En 1992, je retourne en France pour réintégrer l’ONERA et créer un nouvel institut, EURISCO (European Institute of Cognitive Sciences and Engineering) que j’ai dirigé jusqu’en 2008. EURISCO était localisé sur le campus de Supaero/ONERA à Toulouse.

J’ai travaillé avec l’industrie aérospatiale européenne, ainsi que d’autres domaines connexes.

En 2008, j’ai décidé de revenir aux États-Unis où j’ai eu la chance d’obtenir un poste de University Professor au FIT et un IPA (Intergovernmental Personal Act) au NASA Kennedy Space Center où je suis Chief Scientist for Human-Centered Design et dirige le projet « Virtual Camera ».

e-Toile : Vous inscrivez le "Human-Centered Design Institute" (HCDi) dans une réflexion sur l’avenir de la conquête spatiale. Qu’en est-il exactement ?

Guy Boy  : HCDi est une toute nouvelle entité qui développe des recherches en design de systèmes à risques (life-critical systems).

Bien sûr, les aspects humains y occupent une place considérable.

Nous nous intéressons à la complexité des systèmes hommes-machines du 21ème siècle où l’informatique interactive et hyper-connectée y joue un rôle primordial.

Nous nous intéressons aussi à la conception et la gestion des organisations émergentes où le rôle de l’homme évolue. Alors oui, l’espace est un sujet important pour HCDi.

L’exploration spatiale et la vie au sein de systèmes socio-techniques spatiaux est un sujet de réflexion et d’essais sur des futurs possibles.

Nous développons des prototypes et faisons des simulations pour mieux comprendre les possibilités d’interactions (humaines et machines) en matière d’engins et d’habitats spatiaux par exemple.

HCDi continue par ailleurs à développer des recherches sur la gestion des systèmes à risques non seulement dans le domaine aérospatial mais aussi dans le domaine nucléaire (nouvelles salles de contrôle-commande).

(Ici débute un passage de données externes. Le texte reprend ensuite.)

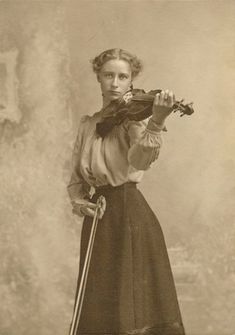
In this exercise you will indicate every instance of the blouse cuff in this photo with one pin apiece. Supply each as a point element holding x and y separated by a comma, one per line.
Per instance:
<point>79,203</point>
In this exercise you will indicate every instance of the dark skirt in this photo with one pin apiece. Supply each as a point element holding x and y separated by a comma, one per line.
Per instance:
<point>130,287</point>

Vous pouvez visiter notre site http://research.fit.edu/hcdi/

e-Toile : Au sein de l’ "International Space University" et avec les personnalités les plus éminentes dans ce domaine, vous portez la 25ème édition du"Space Studies Program", SSP12, qui vient de débuter à Melbourne.
Que pouvez-vous nous dire sur ce programme, auquel participent cette année 10 représentants français ?

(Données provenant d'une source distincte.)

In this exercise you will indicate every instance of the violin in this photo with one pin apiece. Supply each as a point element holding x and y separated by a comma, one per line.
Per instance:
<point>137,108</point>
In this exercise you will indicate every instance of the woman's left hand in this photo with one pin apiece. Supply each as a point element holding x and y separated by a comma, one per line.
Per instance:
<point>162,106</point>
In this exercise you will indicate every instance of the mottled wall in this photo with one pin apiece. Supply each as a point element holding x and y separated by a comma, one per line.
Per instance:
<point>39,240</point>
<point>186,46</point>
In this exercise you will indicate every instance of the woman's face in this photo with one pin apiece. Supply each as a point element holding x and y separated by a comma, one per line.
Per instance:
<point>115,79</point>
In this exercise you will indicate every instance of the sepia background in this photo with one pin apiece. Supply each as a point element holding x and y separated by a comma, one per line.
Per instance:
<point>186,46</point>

e-Toile : En fait, j’ai la responsabilité de l’organisation de SSP12 (le programme d’études spatiales 2012 de l’ISU). Son originalité est d’y associer le FIT et Kennedy Space Center ; une préparation qui a duré près de deux ans pour une partie opérationnelle de neuf semaines du 4 juin au 3 août 2012.

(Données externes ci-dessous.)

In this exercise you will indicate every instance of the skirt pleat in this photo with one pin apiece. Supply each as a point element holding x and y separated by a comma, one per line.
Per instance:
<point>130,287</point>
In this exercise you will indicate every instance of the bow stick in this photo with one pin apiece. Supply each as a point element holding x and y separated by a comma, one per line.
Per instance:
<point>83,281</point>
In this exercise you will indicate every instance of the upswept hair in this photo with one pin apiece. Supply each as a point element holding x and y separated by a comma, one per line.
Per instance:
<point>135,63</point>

Il s’agit de cours de haut niveau sur un ensemble vaste de disciplines du domaine spatial.

Les participants qui viennent de trente pays vont travailler très intensément et doivent réaliser des projets en équipe.

La France y est bien représentée. Le SSP est très prestigieux et le réseau des anciens élèves est très bien organisé et puissant.

e-Toile : La NASA vient de tourner une page de son histoire avec la fin du programme "Space Shuttle". Comment envisagez-vous l’avenir de la conquête spatiale ?

Guy Boy  : Je pense que nous sommes dans la même situation qu’après le programme Apollo.

Il a fallu neuf ans, de 1972 à 1981, pour voir le programme de la navette commencer.

Aujourd’hui la donne est très différente cependant.

Il ne s’agit plus de faire une compétition effrénée, mais plutôt de coopérer au niveau international.

La station spatiale est un exemple réussi de ce type de coopération internationale. Deux axes me semblent émerger. L’un autour de l’espace commercial ; le succès de SpaceX avec le lancement réussi du vaisseau spatial Dragon vers la station spatiale, il y a quelques jours en est un exemple. L’autre autour de l’exploration spatiale d’astéroïdes, de la Lune et de Mars. Beaucoup d’initiatives sont en cours.

Nous sommes au commencement d’une nouvelle ère spatiale. HCDi s’intéresse bien sûr aux vols habités et à la gestion des systèmes robotiques.

Une autre piste d’avenir est l’utilisation des connaissances et technologies spatiales pour repenser les sciences de l’ingénieur, et plus généralement la place de l’Homme dans notre univers socio-technique en pleine évolution.